Eileen Lavery, head of enforcement with the Equality Commission, said the way the Kakopa family was treated was "horrendous" and that it highlighted the need for the full implementation of the Race Relations Order. The BIA agreed to meet the commission to review its policies and discuss race awareness training.
The BIA's chief inspector, Elwyn Soutter, says Operation Gull has been extremely successful. "We are detecting 800 to 900 illegal immigrants a year," he says. "We could catch far more if we had more resources. We occasionally get our facts wrong, but that is an inevitable by-product. We apologise when we do. The figures speak for themselves. It is a tiny percentage of the huge volume of people who are travelling illegally. We detain people if we think they'll abscond. We have saved Irish taxpayers millions in fraud by catching people who are trying to flaunt immigration controls by using the land border into the Republic."

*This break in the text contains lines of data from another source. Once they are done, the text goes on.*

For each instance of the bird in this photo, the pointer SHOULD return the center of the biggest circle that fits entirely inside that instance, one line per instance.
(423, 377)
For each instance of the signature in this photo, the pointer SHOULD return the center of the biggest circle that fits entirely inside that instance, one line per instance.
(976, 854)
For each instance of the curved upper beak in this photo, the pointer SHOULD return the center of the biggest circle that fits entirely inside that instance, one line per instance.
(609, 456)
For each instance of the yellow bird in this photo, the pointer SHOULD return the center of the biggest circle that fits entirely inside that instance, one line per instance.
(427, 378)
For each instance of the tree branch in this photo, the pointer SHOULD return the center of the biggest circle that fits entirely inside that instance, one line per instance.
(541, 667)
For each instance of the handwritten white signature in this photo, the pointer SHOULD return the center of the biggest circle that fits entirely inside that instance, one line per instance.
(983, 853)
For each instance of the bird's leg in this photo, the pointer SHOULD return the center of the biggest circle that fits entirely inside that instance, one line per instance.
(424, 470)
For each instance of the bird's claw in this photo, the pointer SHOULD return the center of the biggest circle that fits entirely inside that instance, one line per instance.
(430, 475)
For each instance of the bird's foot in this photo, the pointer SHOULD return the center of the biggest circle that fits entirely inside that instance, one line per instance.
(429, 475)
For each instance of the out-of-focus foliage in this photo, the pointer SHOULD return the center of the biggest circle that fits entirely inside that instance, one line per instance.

He denied that there was any racism in the way his officials operate. "They question everyone, but inevitably EU citizens can quickly satisfy us. It is not terribly surprising to find it is people who are black or of other ethnicities who are detained."
However, Muldoon, who deals with many cases of Africans who are detained under Operation Gull, says this attitude is outrageous. "You wouldn't say in relation to any other crime that it was acceptable to lock innocent people up just because others were committing crimes. These people are either living in the UK or they have been through immigration on entry to the UK. They are making domestic journeys. Their rights are being trampled on. They are being left traumatised, angry and upset. This is meant to be the new Northern Ireland. There seems to be a deathly silence from our politicians."
Muldoon is currently seeking compensation for a client who came to Belfast to get medical treatment, for which she paid and had receipts. She was accused of attempting to defraud the National Health Service and her passport was confiscated. Another client from Cameroon was on a professional training course in England and came to the North to visit friends. He was detained at Maghaberry, where, he said, he was "paraded naked like an animal" in front of prison guards. His detention was declared illegal. The Home Office is appealing this decision.
THE REFUGEE ACTION Group, which operates under the auspices of the Belfast Law Centre, is also concerned about illegal detentions which are being carried out under conditions of secrecy. "It is appalling that there is no independent, transparent oversight of Operation Gull," says its chairwoman, immigration advisor Anna Morvern.
"People are being arrested and taken away to detention centres before they can get independent legal advice." The Northern Ireland Human Rights Commission is currently investigating Operation Gull and is to report on its findings early in 2008.
Asked whether the Irish Government had any concerns about the way Operation Gull was being implemented, a spokesperson for the Department of Justice said that "due to the ongoing success of Gull operations [ in confronting failed asylum seekers], it has been proposed that more operations be conducted at Belfast and Dublin airports."